From: <wtrojan@hotmail.com>
Date: Sat, 01 Jan 2005
Subject: Male Partner Prospectus


Dear Viva,
I saw your Male Partner prospectus in the January Exotic and I expect you've been getting a lot of responses from the finest prisons in America. Like much of what women say they want, your requirements are at best coded and incomplete and at worst utter bullshit. I hit close to 100% of your requirements and I already know you won't be interested in me. But, let's go through your list:
1) You must have a job: I've worked as a computer programmer for 26 years and now, I'm retired with an after-tax income of $50,000 per year for the rest of my life with pre-paid health insurance. But what you're really saying is: "You must have a GOOD job. If you're not already earning over $100,000, you must be on a career path that will get you there with my goading you into working 60 hour weeks."
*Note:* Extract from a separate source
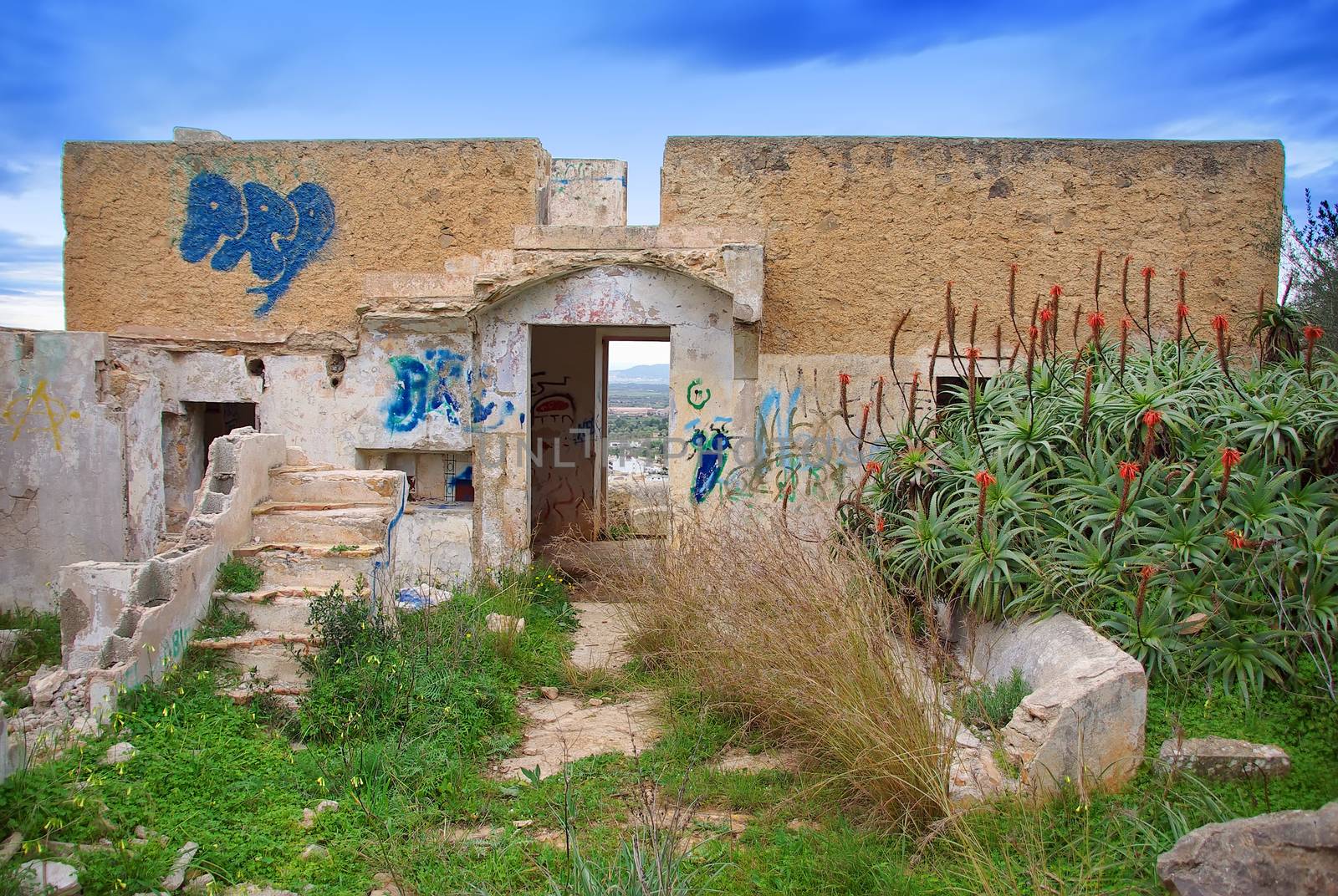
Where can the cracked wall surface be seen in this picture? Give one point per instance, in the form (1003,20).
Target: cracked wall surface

2) You must not be an alcoholic: I'm not. I've never really much liked the taste of most alcohol, and while I do drink on rare occasions, I haven't had more than a drink or two per month in years. I tried marijuana in college, but quit smoking in my 20's and haven't tried any harder drugs.  Caffeine is my drug of choice. But what you're really saying is: "My last boyfriend was an alcoholic and my bitchiness drove him to drink even more. Hope you can put up with a lot of 'moodiness'."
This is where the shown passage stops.